Un homme de cette majestueuse civilisation arabe se distingua de par son intelligence radicale, son nom était : Abdellah Ibn Kedab al Khamedj. En voyant cette débauche libertine, il prononça cette phrase : « L’homme est né libre, mais il doit être partout enchaîné. » Et en regardant ces créatures aux cheveux longs et qui portaient un « mascara » de chez Bourgeois, il réitéra une autre phrase : « n». Ces belles paroles résonnent encore dans la société indigène kabyle. Mais Hamdoulilah, aujourd’hui, on ne peut voir une femme marcher sans entendre le bruit de ses chaînes, leur « mascara » est habillement caché sous un voile permanent, leurs désirs de vouloir prendre des décisions provoque des hérésies de rire. Elles sont devenues plus productives, et leur participation à la vie sociale avoisine 0.0001%.

Que le monde prenne note, condamnez votre femme, si vous, vous ne savez pas pourquoi, elle, elle le saura.

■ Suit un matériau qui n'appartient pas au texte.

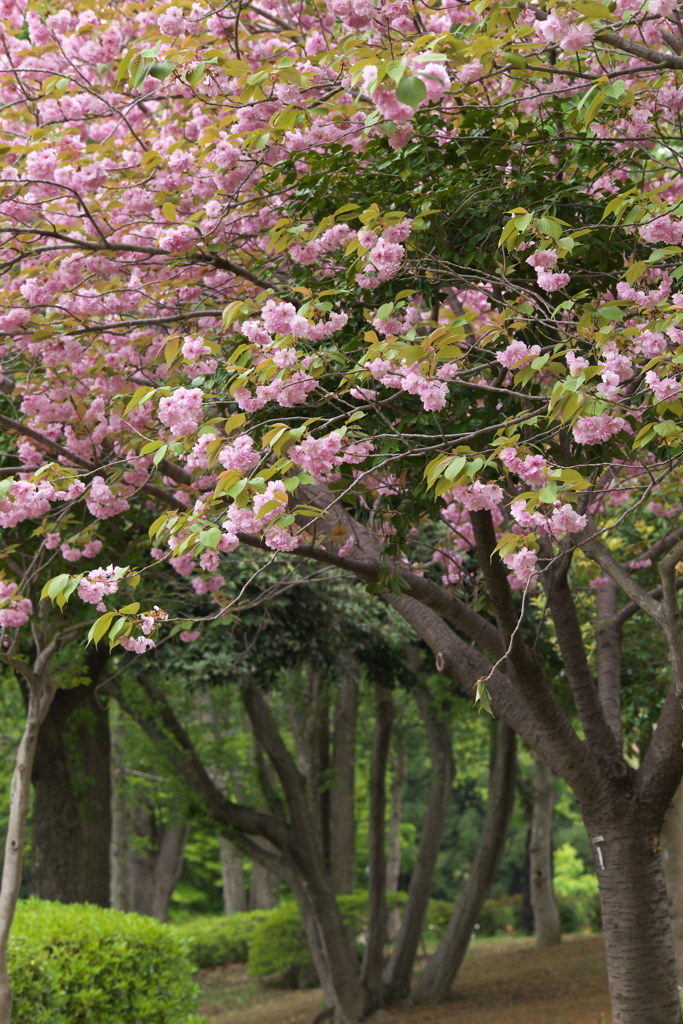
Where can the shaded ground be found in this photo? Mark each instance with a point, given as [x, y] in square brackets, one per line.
[503, 981]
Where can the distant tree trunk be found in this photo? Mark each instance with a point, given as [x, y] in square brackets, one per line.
[310, 724]
[373, 961]
[398, 971]
[264, 887]
[435, 981]
[232, 871]
[546, 913]
[393, 861]
[41, 690]
[72, 815]
[672, 859]
[120, 824]
[342, 822]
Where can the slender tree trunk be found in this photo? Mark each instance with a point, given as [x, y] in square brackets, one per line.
[435, 981]
[641, 963]
[672, 859]
[41, 693]
[332, 947]
[72, 816]
[546, 913]
[168, 867]
[393, 861]
[342, 822]
[398, 971]
[373, 961]
[120, 824]
[264, 888]
[231, 866]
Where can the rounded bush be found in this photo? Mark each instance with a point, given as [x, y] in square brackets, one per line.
[221, 940]
[79, 964]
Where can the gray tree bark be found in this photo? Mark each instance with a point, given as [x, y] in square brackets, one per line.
[546, 913]
[264, 887]
[398, 971]
[342, 821]
[434, 983]
[672, 858]
[232, 872]
[393, 860]
[41, 689]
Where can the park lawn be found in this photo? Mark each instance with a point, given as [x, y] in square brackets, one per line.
[503, 981]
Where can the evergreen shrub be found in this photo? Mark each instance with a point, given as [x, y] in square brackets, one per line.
[221, 940]
[80, 964]
[280, 950]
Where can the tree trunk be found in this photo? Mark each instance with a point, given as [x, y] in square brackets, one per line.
[41, 693]
[72, 815]
[342, 823]
[235, 892]
[373, 961]
[398, 971]
[641, 963]
[546, 913]
[393, 861]
[168, 867]
[264, 888]
[332, 947]
[435, 981]
[672, 859]
[120, 824]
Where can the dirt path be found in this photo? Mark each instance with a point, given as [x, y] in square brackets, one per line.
[502, 982]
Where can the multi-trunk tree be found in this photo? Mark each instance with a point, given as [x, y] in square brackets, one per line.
[387, 287]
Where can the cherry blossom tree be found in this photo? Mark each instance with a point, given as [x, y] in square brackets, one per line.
[389, 287]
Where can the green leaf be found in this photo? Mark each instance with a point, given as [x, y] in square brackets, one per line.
[162, 70]
[411, 90]
[99, 628]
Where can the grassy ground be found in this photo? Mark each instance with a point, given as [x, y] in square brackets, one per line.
[503, 981]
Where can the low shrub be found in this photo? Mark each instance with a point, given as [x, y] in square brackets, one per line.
[221, 940]
[80, 964]
[280, 949]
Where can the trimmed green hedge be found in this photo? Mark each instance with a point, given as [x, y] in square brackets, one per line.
[280, 948]
[221, 940]
[80, 964]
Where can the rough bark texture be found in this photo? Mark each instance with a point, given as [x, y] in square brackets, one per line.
[72, 815]
[232, 872]
[263, 889]
[342, 822]
[334, 954]
[40, 695]
[672, 859]
[546, 913]
[435, 981]
[641, 963]
[154, 862]
[399, 967]
[399, 765]
[373, 961]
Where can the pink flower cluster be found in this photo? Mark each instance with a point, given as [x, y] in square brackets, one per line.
[522, 564]
[477, 497]
[94, 585]
[570, 36]
[181, 411]
[101, 501]
[517, 354]
[390, 373]
[531, 469]
[321, 457]
[543, 261]
[27, 500]
[593, 429]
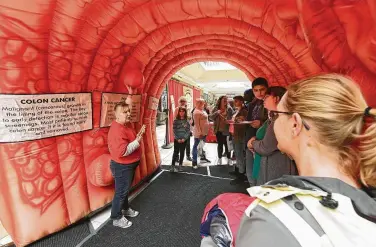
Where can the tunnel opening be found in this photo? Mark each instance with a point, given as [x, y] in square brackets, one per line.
[134, 47]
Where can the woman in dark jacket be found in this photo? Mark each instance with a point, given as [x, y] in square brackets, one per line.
[220, 115]
[269, 162]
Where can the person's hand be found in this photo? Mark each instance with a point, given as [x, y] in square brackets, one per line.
[250, 143]
[142, 130]
[140, 133]
[256, 124]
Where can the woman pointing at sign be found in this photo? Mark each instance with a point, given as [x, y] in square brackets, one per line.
[123, 143]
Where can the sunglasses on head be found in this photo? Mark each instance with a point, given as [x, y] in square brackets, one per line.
[275, 115]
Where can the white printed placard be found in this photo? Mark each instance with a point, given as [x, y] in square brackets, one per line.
[109, 101]
[153, 103]
[37, 116]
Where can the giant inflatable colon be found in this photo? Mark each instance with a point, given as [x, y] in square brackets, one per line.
[134, 46]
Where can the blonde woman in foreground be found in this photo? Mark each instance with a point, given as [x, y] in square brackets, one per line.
[321, 124]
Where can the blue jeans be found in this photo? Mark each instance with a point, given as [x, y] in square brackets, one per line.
[123, 175]
[239, 149]
[194, 149]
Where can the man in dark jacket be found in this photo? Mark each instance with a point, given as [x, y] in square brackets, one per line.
[257, 114]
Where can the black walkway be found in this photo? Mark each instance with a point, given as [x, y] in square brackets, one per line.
[170, 212]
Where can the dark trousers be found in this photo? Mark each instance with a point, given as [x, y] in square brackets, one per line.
[179, 151]
[123, 175]
[222, 140]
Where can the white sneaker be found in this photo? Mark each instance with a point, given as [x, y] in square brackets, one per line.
[122, 222]
[130, 213]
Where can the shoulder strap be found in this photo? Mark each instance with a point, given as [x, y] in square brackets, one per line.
[283, 203]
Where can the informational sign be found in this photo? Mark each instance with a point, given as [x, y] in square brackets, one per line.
[109, 101]
[188, 93]
[153, 103]
[38, 116]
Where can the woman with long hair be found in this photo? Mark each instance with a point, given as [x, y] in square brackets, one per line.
[326, 126]
[221, 113]
[181, 128]
[269, 162]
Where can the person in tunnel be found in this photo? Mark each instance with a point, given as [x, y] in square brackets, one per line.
[221, 113]
[269, 162]
[200, 128]
[181, 129]
[238, 133]
[257, 115]
[183, 103]
[326, 126]
[123, 144]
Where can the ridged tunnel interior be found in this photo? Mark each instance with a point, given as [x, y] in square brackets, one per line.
[61, 46]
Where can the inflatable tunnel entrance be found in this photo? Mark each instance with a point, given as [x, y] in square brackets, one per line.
[63, 63]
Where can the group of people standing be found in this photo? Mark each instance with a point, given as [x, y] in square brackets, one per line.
[250, 127]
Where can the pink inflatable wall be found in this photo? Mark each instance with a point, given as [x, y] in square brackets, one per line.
[68, 48]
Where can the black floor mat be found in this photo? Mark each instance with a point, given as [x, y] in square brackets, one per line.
[221, 171]
[170, 213]
[68, 237]
[199, 170]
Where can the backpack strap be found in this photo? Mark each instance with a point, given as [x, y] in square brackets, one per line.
[282, 202]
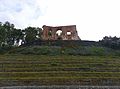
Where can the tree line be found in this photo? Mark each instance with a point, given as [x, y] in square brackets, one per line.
[11, 36]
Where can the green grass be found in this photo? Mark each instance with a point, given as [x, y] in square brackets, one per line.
[59, 70]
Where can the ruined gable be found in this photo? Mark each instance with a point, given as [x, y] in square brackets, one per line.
[60, 33]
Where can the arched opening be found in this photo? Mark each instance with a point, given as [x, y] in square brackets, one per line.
[69, 33]
[50, 32]
[59, 32]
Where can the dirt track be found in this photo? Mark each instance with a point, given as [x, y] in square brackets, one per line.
[61, 87]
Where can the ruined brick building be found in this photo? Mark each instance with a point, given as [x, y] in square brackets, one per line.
[60, 33]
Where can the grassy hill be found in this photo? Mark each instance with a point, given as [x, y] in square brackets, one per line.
[18, 69]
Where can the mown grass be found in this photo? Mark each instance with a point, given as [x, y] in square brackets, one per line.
[59, 70]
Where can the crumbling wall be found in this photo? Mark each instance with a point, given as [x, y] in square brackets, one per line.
[60, 33]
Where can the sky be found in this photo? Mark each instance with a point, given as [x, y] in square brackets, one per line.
[94, 19]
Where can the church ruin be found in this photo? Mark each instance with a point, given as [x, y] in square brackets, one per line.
[60, 33]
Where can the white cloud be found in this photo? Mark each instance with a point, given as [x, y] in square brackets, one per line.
[94, 18]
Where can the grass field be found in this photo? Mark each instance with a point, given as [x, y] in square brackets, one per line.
[59, 70]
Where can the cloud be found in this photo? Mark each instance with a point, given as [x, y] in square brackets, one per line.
[20, 12]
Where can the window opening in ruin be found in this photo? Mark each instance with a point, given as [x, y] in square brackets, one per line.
[50, 33]
[59, 32]
[69, 33]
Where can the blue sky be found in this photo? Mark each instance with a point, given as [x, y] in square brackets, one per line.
[94, 18]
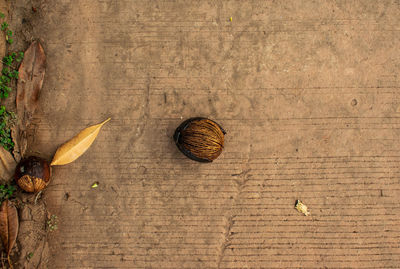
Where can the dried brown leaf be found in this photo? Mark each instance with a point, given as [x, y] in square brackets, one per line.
[30, 82]
[7, 164]
[9, 225]
[74, 148]
[17, 143]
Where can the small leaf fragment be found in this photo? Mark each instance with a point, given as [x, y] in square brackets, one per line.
[8, 227]
[302, 208]
[74, 148]
[30, 81]
[7, 164]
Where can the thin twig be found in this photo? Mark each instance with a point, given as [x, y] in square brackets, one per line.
[37, 196]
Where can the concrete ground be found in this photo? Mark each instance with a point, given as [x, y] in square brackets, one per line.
[307, 91]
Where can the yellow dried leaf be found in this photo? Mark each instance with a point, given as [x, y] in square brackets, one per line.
[74, 148]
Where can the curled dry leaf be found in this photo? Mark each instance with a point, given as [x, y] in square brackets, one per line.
[8, 227]
[30, 82]
[7, 164]
[74, 148]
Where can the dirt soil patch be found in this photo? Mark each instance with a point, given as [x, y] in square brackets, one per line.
[308, 95]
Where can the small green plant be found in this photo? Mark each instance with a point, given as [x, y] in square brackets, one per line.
[5, 131]
[52, 223]
[6, 191]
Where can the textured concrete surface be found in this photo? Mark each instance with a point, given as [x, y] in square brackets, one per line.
[308, 92]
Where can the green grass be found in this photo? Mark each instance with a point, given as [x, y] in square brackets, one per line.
[6, 192]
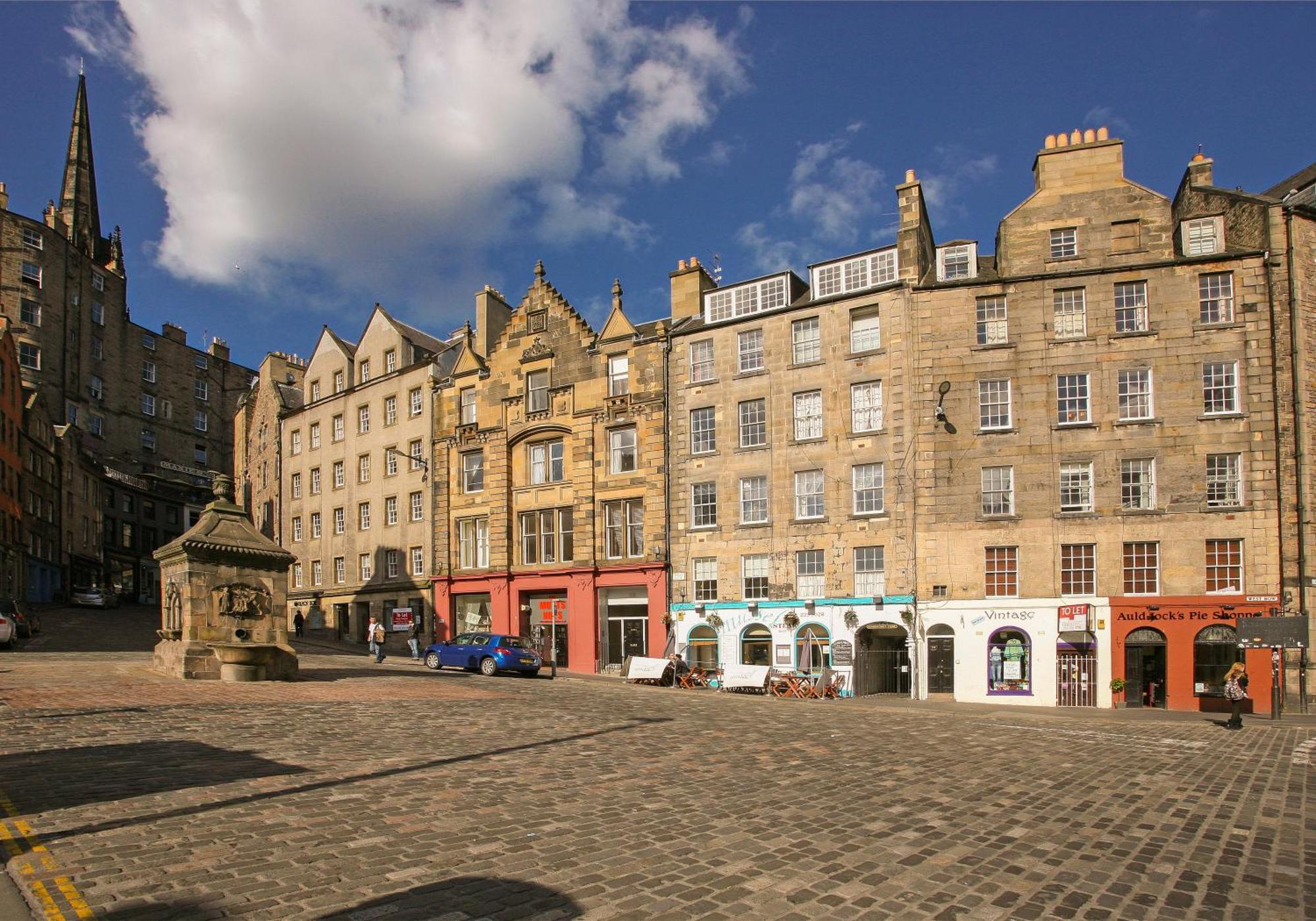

Quant à ces maisons de pierres ridicules, on leur apprit à construire des tentes qui tiennent debout avec trois bâtons. Et même plus, on leur enseigna l’inutilité des tuiles. Quant à leur tenue vestimentaire, on leur inculqua : « qu’il valait mieux marcher pieds nus qu’être mal chaussé »

Seul un Kabyle ingrat peut aujourd’hui dénier les bienfaits de cette majestueuse civilisation qui a délivré le monde et les Kabyles d’une vie anodine, tranquille et de l’oisiveté que seulement la paix peut vous infliger.

Merci, merci… je ne suis point ce Kabyle ingrat.